The stars waved to the crowd.
It was surreal. We hadn’t had movie stars in our small town. This was new, and though it was exciting it was kind of nerve-racking. We were afraid to do the wrong thing, say the wrong thing; we were on edge. No one wanted the people from California to think we were dumb southern rednecks.
“Thanks for the hospitality,” Owen said.
“Yes, thank y’all so much,” Astrid said, taking the microphone from Owen. “It’s an honor to be here, y’all.” The fake southern accent that she was using was downright demeaning. The way she said y’all made my skin crawl.
“I love you, Astrid,” said a boy in the crowd. I knew that boy—Max.
“I love you too,” she said, blowing a kiss.
I was going to have to schedule a doctor’s appointment because I sprained my eyeballs from rolling them too hard.
Max pointed at me and laughed. He was bent over, grabbing his stomach, and people were staring, but he thought he pulled a fast one. His comedy was questionable.

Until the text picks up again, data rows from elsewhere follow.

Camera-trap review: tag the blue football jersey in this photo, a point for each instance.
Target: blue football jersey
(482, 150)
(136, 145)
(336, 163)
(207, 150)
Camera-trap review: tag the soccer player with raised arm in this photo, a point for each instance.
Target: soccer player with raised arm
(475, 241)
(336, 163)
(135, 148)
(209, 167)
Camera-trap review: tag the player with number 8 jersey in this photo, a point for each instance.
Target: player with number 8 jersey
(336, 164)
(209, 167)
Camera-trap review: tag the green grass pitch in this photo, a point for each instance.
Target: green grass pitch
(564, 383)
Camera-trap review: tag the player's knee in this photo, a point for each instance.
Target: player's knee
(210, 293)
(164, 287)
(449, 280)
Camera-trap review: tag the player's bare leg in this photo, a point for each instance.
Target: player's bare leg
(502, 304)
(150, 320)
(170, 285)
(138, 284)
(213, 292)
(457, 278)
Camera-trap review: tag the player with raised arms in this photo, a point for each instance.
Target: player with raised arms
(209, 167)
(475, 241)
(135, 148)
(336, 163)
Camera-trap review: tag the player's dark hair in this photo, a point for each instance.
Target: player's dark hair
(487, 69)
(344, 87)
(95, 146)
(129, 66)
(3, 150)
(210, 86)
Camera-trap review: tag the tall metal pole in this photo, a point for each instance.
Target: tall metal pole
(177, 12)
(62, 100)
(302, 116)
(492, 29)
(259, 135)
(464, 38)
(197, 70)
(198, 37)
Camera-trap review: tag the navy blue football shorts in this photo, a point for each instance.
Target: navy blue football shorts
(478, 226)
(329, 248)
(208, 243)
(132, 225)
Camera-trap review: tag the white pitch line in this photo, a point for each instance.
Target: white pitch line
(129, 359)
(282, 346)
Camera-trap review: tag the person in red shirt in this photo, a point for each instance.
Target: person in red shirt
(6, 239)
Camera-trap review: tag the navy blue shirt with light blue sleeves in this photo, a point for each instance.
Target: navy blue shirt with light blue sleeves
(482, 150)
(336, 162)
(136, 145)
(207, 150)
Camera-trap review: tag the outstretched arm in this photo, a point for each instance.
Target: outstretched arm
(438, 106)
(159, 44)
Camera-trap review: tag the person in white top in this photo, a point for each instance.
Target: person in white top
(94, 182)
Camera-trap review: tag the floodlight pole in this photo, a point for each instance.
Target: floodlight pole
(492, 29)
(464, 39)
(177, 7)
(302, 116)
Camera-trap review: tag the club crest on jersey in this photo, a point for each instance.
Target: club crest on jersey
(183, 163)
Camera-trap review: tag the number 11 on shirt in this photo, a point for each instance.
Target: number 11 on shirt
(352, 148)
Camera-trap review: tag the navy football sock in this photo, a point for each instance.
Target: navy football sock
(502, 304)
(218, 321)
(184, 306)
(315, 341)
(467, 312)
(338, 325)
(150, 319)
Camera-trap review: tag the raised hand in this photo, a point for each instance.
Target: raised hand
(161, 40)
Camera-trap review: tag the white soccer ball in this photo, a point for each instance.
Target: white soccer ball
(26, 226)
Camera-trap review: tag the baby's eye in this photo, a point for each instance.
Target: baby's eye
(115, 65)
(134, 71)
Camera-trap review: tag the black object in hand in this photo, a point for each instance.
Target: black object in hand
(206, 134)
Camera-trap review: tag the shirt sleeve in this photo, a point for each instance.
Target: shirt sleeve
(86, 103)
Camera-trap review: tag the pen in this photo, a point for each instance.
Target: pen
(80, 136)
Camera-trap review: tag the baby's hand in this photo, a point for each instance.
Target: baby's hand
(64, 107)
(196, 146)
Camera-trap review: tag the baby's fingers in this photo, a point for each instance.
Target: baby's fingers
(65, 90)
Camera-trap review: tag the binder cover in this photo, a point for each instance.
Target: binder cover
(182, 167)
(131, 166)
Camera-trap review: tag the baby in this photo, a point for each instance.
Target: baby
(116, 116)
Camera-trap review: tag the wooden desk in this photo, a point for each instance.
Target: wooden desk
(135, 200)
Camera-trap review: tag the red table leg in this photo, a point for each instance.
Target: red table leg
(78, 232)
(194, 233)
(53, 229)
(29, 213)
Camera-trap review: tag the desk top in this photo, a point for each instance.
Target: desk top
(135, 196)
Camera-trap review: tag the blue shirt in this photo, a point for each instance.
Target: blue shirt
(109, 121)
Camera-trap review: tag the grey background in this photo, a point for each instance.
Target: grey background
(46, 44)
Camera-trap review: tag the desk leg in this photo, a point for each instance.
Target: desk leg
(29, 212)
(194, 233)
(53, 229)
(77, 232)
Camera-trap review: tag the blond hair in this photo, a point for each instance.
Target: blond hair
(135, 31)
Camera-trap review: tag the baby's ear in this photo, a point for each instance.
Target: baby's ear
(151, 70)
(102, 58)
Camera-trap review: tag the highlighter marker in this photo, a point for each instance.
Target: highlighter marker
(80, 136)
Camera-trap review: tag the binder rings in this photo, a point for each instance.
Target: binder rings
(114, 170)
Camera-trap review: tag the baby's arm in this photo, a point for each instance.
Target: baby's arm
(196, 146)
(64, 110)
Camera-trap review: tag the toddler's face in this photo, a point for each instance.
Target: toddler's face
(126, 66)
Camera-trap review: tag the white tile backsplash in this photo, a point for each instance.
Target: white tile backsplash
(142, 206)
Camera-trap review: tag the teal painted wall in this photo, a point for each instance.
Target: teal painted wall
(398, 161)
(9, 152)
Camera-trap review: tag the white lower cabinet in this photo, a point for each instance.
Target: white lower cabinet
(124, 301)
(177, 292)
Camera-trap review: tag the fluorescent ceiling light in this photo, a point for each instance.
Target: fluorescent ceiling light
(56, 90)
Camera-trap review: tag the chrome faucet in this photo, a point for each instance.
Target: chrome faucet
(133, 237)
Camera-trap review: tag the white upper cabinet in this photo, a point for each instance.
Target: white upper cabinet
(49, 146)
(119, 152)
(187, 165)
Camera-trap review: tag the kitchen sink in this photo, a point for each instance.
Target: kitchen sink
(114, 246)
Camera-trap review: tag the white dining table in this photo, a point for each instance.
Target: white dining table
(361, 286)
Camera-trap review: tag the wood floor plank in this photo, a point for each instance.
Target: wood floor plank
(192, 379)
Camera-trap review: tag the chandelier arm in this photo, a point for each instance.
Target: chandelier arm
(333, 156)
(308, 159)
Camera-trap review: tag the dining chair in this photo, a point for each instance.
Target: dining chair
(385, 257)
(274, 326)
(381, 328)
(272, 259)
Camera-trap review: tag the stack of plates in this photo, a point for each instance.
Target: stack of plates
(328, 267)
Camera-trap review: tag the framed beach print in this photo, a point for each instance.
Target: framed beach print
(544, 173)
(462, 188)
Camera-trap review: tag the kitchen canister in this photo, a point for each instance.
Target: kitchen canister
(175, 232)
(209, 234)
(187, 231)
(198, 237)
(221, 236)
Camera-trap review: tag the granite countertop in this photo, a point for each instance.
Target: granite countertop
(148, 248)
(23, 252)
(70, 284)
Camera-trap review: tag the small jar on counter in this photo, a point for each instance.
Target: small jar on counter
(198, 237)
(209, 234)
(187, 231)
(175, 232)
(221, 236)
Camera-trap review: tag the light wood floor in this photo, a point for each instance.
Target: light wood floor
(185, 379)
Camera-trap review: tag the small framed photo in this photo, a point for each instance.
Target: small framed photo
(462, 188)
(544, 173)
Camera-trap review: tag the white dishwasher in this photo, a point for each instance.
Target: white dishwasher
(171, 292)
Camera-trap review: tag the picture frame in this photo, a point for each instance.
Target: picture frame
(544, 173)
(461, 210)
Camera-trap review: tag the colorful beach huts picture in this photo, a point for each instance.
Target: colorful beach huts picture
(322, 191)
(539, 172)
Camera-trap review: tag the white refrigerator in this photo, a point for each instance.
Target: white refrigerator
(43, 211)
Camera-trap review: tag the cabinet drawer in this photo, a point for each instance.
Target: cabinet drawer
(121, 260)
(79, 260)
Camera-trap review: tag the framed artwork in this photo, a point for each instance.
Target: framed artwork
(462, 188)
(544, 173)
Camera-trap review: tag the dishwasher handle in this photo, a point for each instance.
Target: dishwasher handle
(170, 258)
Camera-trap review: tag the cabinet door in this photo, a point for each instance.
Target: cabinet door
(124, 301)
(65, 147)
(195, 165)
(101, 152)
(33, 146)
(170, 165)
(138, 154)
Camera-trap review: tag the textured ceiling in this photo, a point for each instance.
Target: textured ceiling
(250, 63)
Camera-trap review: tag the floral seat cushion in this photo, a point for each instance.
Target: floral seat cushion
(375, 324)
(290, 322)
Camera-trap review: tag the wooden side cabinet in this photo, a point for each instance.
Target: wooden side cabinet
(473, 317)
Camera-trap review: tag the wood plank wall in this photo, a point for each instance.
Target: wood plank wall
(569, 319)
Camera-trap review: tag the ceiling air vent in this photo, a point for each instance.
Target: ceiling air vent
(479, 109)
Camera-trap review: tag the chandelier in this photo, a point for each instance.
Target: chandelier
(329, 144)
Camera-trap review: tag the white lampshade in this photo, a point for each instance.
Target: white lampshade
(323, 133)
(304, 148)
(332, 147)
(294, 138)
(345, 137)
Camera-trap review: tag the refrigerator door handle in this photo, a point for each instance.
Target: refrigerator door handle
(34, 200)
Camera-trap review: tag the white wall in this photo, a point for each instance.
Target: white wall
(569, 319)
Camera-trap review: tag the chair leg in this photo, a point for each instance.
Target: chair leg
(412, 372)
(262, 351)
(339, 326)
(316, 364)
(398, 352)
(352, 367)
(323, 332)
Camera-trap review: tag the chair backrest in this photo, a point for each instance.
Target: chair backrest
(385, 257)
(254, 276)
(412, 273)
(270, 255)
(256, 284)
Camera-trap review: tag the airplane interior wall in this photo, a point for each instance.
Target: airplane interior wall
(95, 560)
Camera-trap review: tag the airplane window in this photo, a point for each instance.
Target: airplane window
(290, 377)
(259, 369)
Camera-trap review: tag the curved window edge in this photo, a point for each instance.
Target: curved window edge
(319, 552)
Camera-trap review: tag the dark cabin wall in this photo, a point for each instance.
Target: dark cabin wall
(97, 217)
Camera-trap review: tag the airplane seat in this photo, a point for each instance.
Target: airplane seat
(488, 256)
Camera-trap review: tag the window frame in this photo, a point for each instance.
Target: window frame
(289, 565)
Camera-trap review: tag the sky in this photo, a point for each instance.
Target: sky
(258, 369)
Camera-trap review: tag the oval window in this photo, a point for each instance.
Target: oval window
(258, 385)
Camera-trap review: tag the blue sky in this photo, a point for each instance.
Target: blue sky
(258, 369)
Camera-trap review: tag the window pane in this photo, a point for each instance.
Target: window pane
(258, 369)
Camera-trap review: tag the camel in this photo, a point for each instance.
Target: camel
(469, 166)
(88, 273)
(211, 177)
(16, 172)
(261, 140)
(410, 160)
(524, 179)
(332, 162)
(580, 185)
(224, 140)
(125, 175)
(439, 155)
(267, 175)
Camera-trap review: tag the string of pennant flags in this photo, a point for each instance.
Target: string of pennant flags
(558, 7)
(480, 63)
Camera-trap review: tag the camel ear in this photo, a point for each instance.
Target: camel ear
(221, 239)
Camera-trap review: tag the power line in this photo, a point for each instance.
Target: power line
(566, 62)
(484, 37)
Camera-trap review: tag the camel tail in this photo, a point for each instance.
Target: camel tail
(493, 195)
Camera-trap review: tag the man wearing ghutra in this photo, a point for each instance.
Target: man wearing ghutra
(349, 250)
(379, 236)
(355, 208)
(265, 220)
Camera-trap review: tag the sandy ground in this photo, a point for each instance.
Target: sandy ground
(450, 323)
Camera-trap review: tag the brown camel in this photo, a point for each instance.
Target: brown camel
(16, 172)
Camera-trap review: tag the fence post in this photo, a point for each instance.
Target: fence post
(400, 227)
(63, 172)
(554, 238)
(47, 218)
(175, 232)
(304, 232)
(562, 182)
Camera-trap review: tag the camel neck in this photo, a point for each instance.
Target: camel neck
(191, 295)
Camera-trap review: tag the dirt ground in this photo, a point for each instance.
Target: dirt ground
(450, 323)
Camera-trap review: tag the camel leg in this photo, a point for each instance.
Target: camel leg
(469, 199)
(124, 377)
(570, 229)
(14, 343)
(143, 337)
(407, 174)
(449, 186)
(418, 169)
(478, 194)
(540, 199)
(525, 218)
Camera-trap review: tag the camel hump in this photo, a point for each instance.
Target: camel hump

Freddy said that he was happy to be here and thanked everyone for being so welcoming to a boy from California. Freddy was the only one who mingled with the crowd, unlike Owen, who stayed off to the side of the stage, and Astrid, who spoke in a condescending manner. But most of the townspeople were oblivious; they saw how pretty she was and how big her boobs were. Peony Roth wasn’t here. And according to the gossip on the street, she liked the stuff that started with a lowercase C. People were fed up with her shenanigans. People at Economy Pictures were fed up with her shenanigans. Her contract was null and void. She was sent off to do some “charity work,” according to the press. In reality, she was at her fifth stint at the Betty. Who was going to take over the part of Helen Allen?
Bruce Coleman, producing partner with Anthony Dillard (BC-AD Productions), came to the microphone and hit it a couple of times before speaking. “Thank you,” he said slowly. “Thank you for having this party to welcome us to Griffin Flat, or should I say, Pikesville?” He laughed at his own joke, which wasn’t even funny. “Ha. Well, I am glad that your town won. It is a nice town. I’ve met so many friendly people. I hope that we make you proud. We’re going to make history here. Just you wait. Just you wait.”